Welche Herausforderungen gibt es für angehende Ärzte in Österreich?

Zunächst wird es notwendig sein, sich gegen die laufende Entwicklung der billigst möglichen Versorgung zu wehren. Die zunehmend kostengetriebene Gestaltung des öffentlichen Gesundheitssystems darf nicht zulasten der Patienten und Ärzte gehen.

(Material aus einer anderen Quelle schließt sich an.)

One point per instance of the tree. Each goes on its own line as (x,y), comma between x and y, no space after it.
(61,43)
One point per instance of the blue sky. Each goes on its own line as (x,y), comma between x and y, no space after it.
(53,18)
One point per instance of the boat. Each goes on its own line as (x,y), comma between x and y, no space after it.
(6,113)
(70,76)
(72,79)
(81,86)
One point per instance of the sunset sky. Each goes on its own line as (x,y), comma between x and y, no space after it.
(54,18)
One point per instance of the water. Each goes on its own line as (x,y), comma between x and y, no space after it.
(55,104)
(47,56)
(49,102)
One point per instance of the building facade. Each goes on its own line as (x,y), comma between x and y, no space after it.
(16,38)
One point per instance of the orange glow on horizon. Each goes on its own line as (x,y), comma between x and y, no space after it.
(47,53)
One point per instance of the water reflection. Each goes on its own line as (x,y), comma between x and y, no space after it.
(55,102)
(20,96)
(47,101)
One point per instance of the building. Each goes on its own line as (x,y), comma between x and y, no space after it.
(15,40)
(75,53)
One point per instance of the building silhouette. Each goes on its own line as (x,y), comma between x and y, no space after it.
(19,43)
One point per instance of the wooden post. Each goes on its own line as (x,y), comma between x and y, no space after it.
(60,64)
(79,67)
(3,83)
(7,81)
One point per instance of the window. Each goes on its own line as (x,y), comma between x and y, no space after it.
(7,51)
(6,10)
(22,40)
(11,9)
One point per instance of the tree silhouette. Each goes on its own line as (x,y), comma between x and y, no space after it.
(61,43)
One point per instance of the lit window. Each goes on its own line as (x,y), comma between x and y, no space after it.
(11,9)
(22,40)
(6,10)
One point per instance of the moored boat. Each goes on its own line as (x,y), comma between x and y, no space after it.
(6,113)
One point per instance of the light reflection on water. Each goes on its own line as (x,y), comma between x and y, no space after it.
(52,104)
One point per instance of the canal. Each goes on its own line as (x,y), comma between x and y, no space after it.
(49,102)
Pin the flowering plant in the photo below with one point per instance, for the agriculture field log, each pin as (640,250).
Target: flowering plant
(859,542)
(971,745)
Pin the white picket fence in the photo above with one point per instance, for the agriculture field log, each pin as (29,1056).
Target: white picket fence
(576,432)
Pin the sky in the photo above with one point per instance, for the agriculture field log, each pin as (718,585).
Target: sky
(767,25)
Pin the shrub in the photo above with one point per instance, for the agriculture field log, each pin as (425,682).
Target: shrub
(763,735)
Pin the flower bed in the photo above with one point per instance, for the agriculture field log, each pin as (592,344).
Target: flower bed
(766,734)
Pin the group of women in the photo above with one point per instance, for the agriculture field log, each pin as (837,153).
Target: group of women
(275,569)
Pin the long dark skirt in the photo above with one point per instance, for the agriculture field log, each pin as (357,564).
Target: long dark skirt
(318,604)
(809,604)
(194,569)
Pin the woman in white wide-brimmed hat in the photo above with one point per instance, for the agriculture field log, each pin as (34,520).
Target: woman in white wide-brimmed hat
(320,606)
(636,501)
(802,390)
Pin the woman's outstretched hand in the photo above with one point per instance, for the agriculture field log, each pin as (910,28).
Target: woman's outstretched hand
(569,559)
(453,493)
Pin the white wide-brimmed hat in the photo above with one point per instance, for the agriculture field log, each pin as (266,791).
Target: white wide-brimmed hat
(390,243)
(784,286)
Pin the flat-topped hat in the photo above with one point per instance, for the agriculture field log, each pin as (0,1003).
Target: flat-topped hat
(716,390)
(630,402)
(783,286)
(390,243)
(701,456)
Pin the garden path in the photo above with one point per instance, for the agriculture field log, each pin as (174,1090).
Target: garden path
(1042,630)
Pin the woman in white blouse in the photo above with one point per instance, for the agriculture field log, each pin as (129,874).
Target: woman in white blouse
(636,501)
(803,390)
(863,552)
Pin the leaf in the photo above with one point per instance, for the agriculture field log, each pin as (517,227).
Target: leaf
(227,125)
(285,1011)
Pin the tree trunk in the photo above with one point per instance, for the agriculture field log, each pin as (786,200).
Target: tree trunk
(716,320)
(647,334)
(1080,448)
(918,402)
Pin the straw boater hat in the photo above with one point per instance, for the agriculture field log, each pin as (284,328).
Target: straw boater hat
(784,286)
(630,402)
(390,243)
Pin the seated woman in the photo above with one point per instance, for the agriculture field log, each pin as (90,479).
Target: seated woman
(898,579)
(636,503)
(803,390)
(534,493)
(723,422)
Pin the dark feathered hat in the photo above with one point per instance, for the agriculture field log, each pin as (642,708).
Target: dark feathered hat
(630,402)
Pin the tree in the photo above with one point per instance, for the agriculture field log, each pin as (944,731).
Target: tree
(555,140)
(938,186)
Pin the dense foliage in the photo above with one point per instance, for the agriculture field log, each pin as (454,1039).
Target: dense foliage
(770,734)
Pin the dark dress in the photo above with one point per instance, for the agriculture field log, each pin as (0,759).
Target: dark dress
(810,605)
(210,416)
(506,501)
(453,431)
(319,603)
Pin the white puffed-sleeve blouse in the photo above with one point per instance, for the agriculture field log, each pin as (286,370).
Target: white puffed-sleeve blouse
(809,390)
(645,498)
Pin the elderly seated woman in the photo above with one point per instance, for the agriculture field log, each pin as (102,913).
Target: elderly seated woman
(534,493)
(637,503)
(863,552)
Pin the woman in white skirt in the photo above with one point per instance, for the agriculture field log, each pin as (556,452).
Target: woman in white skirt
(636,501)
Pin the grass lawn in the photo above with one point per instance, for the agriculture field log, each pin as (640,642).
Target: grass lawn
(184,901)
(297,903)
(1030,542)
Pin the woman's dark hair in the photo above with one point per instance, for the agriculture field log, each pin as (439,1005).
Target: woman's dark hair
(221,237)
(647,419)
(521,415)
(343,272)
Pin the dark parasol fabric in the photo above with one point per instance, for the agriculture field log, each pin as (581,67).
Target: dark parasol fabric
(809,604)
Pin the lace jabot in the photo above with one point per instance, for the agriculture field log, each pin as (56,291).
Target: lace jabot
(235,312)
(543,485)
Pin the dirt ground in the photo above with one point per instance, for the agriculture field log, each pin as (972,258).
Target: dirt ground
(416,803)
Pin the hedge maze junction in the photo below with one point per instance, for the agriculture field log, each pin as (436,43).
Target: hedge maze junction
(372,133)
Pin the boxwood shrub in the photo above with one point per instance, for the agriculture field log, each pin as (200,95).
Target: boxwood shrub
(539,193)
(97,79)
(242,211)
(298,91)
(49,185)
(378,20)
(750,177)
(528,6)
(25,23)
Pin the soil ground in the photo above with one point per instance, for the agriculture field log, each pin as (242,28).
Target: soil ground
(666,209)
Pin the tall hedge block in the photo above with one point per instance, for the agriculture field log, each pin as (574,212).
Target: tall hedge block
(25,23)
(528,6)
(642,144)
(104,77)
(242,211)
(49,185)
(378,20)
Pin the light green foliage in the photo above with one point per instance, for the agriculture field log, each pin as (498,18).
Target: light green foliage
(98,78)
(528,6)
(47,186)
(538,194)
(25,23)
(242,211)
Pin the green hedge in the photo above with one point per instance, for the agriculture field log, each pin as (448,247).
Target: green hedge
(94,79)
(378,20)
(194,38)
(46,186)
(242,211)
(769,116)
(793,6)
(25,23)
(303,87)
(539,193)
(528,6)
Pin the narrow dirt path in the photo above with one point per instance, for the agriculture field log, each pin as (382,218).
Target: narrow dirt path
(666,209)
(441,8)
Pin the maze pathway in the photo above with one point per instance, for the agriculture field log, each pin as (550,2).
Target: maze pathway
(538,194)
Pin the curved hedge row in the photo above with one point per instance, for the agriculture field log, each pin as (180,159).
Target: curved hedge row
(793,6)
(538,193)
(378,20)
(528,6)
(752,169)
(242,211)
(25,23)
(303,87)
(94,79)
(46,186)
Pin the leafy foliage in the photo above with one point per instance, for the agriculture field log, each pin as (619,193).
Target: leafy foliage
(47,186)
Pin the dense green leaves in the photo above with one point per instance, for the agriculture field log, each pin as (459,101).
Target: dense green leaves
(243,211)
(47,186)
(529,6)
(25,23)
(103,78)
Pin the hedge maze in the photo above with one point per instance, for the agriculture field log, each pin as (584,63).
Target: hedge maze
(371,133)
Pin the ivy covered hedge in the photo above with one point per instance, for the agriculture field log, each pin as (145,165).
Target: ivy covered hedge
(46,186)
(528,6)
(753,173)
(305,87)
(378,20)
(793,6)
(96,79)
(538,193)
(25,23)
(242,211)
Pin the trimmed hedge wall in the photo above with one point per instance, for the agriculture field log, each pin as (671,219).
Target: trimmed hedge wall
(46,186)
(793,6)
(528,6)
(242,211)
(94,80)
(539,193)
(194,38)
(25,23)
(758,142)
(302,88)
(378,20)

So ist die Arbeitsverdichtung in den Krankenhäusern vielerorts nicht mehr tragbar. Schließlich arbeiten viele Kollegen in ihren sogenannten Bereitschaftsdiensten 25 Stunden durch, und dies auch oft ohne Pause. Auf der anderen Seite sind die Bedingungen für Kassenärzte so unattraktiv, dass oft sogar in den Ballungszentren keine Bewerbungen mehr für diese eingehen. Nicht selten ist die Begründung, dass man sich als Wahlarzt mehr Zeit für den Menschen nehmen kann. Neben der immer weiterwachsenden Nachfrage nach medizinischen Leistungen rollt eine Pensionierungswelle auf uns zu. Es drängt sich die Frage auf, wer all diese Leistungen in Zukunft erbringen soll. Die Lösung dies Problems kann auf keinen Fall sein, die Arbeit wie- der auf weniger Schultern zu verteilen, indem die Arbeitszeiten der Einzelnen ausgeweitet werden. Hierbei geht es um nichts weniger als die Gesundheit jener, die die gesellschaftliche Verantwortung für die Gesundheit aller mittragen sollen. Es sollte selbstverständlich sein, dass der Staat allen Bürgern das gleiche Maß an Schutz zugesteht.

 


ZUR PERSON

Daniel von Langen (36) absolvierte neben dem Medizinstudium das Bachelorstudium Management and Economics an der Universität Innsbruck. Im Herbst 2018 schloss er seine Facharztausbildung in Anästhesiologie und Intensivmedizin an der Medizinischen Universität Innsbruck ab. Seitdem arbeitet er im LKH Hochzirl-Natters in Teilzeit und ist als selbstständiger Arbeitsmediziner aktiv. Von Langen war von 2014 bis 2017 Turnusärztevertreter an der Medizinische Universität Innsbruck. Seit 2017 ist er erster stellvertretender Obmann der Kurie angestellter Ärzte der Ärztekammer für Tirol und seit Februar 2020 erster Stellvertreter der Bundeskurie der angestellten Ärzte in der Österreichischen Ärztekammer.